There was something in the way she said it that made me suspect she’d hoped for more. But I couldn’t ask about that.
She made an exaggerated shrugging motio
n, and the self-deprecation was back in full force. “But then the girl he really liked broke up with her boyfriend, so of course I had to step aside so he could ask her.”
Idiot. I bit my tongue to prevent myself from saying the word aloud.
“I should have just returned the dress.” She smoothed her hands down the satiny bodice. It was a nervous gesture, but, Jesus, I had to shift to make sure I was hidden behind the easel so she couldn’t see the effect she was having on me. “But I really loved it. Wearing it made me feel totally bitchin’. So I told myself I’d have an occasion to wear it someday, and I packed it up and brought it to college, which is pretty much the stupidest thing ever.”
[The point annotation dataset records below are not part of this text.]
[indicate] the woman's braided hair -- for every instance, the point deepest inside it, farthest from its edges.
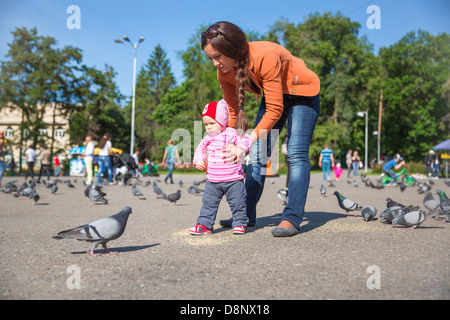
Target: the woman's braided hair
(231, 41)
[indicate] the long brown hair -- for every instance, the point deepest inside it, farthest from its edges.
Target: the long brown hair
(231, 41)
(107, 136)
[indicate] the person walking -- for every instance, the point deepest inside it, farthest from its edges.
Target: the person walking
(104, 160)
(355, 163)
(290, 92)
(2, 156)
(30, 156)
(348, 162)
(326, 161)
(45, 163)
(88, 159)
(170, 153)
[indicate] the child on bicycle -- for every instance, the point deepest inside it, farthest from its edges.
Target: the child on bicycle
(395, 163)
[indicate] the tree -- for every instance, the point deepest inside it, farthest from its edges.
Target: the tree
(37, 76)
(155, 79)
(416, 93)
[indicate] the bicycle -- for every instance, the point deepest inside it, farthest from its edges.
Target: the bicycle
(406, 179)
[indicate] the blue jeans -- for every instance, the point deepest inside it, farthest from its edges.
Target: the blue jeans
(104, 163)
(301, 113)
(170, 166)
(326, 167)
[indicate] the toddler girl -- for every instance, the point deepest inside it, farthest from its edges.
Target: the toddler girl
(224, 178)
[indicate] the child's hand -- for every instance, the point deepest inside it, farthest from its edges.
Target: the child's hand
(200, 165)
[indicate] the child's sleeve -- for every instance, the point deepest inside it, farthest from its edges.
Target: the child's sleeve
(244, 143)
(200, 152)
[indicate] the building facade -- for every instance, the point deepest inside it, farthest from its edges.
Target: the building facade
(10, 122)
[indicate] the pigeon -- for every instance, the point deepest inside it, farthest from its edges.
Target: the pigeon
(194, 190)
(158, 190)
(391, 213)
(34, 197)
(174, 197)
(424, 187)
(100, 231)
(323, 191)
(411, 219)
(444, 204)
(347, 204)
(431, 204)
(54, 188)
(368, 212)
(95, 194)
(392, 203)
(136, 192)
(282, 194)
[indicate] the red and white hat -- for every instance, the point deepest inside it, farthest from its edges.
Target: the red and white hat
(217, 110)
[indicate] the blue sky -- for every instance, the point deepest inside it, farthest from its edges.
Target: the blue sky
(171, 23)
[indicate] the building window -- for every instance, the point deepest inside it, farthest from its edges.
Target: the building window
(9, 133)
(59, 133)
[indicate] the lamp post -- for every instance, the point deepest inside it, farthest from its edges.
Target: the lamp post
(361, 114)
(134, 46)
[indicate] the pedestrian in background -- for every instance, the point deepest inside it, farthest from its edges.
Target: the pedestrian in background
(348, 161)
(88, 160)
(45, 163)
(30, 156)
(326, 161)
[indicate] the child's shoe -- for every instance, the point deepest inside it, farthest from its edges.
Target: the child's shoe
(239, 230)
(199, 229)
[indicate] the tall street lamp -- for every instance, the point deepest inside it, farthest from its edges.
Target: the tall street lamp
(134, 46)
(361, 114)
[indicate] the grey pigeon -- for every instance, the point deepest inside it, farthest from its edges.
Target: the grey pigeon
(430, 203)
(95, 194)
(158, 191)
(174, 197)
(100, 231)
(392, 213)
(411, 219)
(347, 204)
(424, 187)
(444, 204)
(54, 188)
(136, 192)
(392, 203)
(323, 191)
(34, 197)
(368, 212)
(194, 190)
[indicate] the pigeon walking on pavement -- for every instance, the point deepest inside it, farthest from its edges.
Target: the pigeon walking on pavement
(99, 232)
(444, 204)
(174, 197)
(347, 204)
(136, 192)
(95, 194)
(369, 212)
(411, 219)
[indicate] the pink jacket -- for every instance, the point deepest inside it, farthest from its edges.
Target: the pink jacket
(210, 151)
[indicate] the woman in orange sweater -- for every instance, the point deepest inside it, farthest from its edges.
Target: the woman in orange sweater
(290, 93)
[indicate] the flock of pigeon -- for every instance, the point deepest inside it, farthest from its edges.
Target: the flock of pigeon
(396, 213)
(104, 230)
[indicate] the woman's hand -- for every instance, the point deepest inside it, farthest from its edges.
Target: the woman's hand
(232, 153)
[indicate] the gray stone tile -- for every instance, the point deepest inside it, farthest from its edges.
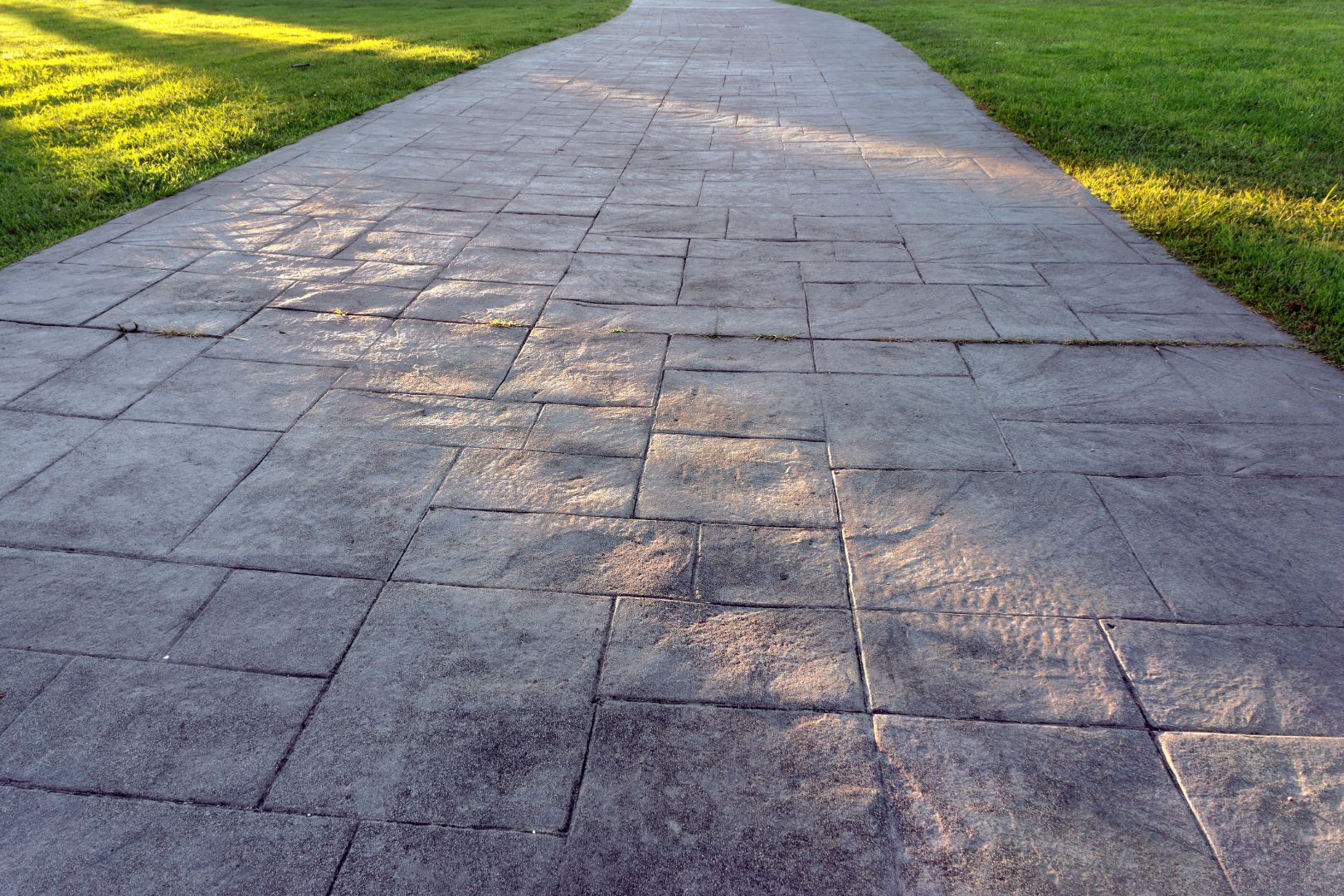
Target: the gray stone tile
(277, 622)
(749, 657)
(1269, 806)
(580, 429)
(130, 488)
(576, 367)
(437, 359)
(995, 668)
(1036, 544)
(1265, 680)
(722, 480)
(990, 807)
(741, 787)
(550, 551)
(496, 739)
(466, 301)
(113, 377)
(582, 484)
(65, 843)
(782, 406)
(323, 504)
(1205, 544)
(420, 860)
(906, 422)
(158, 730)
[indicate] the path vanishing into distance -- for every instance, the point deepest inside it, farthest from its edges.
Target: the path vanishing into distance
(704, 455)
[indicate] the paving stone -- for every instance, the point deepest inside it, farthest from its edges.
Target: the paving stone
(991, 807)
(582, 484)
(996, 668)
(437, 359)
(455, 705)
(735, 787)
(905, 422)
(63, 843)
(577, 367)
(878, 310)
(37, 293)
(578, 429)
(420, 860)
(750, 480)
(130, 486)
(548, 551)
(323, 504)
(1266, 680)
(158, 730)
(1205, 543)
(1034, 544)
(303, 338)
(743, 405)
(1269, 806)
(277, 622)
(466, 301)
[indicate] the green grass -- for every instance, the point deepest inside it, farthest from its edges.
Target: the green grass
(1215, 127)
(106, 105)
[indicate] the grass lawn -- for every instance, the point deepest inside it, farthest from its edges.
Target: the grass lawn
(106, 105)
(1215, 127)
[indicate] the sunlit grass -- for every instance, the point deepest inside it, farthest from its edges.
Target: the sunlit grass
(1214, 125)
(110, 104)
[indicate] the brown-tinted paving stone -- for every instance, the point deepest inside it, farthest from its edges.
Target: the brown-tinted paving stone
(552, 551)
(277, 622)
(1269, 680)
(739, 790)
(580, 367)
(323, 504)
(990, 666)
(455, 705)
(491, 480)
(1270, 806)
(1210, 551)
(990, 807)
(130, 486)
(158, 730)
(722, 480)
(420, 860)
(771, 566)
(581, 429)
(750, 657)
(988, 542)
(56, 601)
(437, 359)
(745, 405)
(63, 843)
(431, 419)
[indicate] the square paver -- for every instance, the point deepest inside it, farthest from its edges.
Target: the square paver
(323, 504)
(1270, 806)
(158, 730)
(1268, 680)
(550, 551)
(988, 543)
(991, 807)
(991, 666)
(721, 480)
(738, 789)
(277, 622)
(130, 486)
(455, 705)
(750, 657)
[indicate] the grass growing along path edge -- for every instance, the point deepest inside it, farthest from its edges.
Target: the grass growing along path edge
(1215, 127)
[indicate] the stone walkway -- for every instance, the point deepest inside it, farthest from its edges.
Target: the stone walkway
(699, 455)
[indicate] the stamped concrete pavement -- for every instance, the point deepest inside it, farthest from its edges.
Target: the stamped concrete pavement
(699, 455)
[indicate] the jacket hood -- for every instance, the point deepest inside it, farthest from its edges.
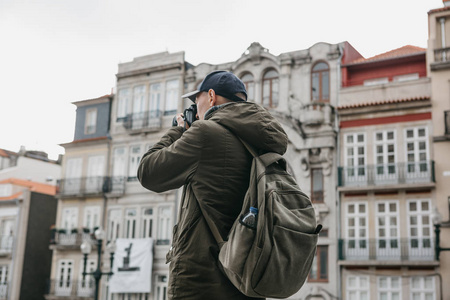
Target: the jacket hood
(253, 124)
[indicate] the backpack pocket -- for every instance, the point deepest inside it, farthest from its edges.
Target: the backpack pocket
(288, 265)
(233, 254)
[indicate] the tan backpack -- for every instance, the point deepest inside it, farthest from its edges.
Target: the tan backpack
(275, 259)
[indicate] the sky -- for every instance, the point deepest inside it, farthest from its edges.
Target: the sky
(56, 52)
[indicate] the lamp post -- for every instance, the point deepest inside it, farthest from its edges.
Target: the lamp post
(437, 221)
(86, 249)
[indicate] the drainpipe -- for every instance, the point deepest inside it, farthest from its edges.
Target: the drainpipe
(338, 157)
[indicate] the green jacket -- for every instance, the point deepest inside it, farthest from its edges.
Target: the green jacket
(214, 167)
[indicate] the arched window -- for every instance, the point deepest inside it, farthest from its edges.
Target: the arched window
(270, 89)
(249, 82)
(320, 82)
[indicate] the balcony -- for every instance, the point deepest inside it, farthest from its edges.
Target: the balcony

“Nah,” I said. “College seems like it’s going to be a really big deal. And then you get here.”
She giggled. “Right? So it’s been in my closet for almost four years now.”
“No sorority formals for you?” I said. I’d meant to tease, but I found myself thinking of Royce and his type, and the lightness left me.
“Are you kidding me? Totally not my scene.” When I didn’t say anything, she added, “I know you think I’m some kind of rich-girl lightweight, but—”
“I don’t think that.” The interruption was kind of rude, but I couldn’t let her go on without correcting the record. Though I was probably protesting too much. I had thought that, but obviously I’d been wrong.
She had narrowed her eyes at me the moment I interrupted her, and she silently regarded me through them, until all of a sudden, she grinned. “So when you asked me to sit for you, I thought, what the hell? I love this dress, and I’m obviously never going to have an occasion to wear it unless I make one.”
She rolled her eyes again, but this time it wasn’t in a mocking way, it was just…joy. Mischievousness. I drew faster, trying to capture the contradictions that constituted Jenny. She was embarrassed but shameless. Timid but brave. It should have been impossible. She should have been impossible.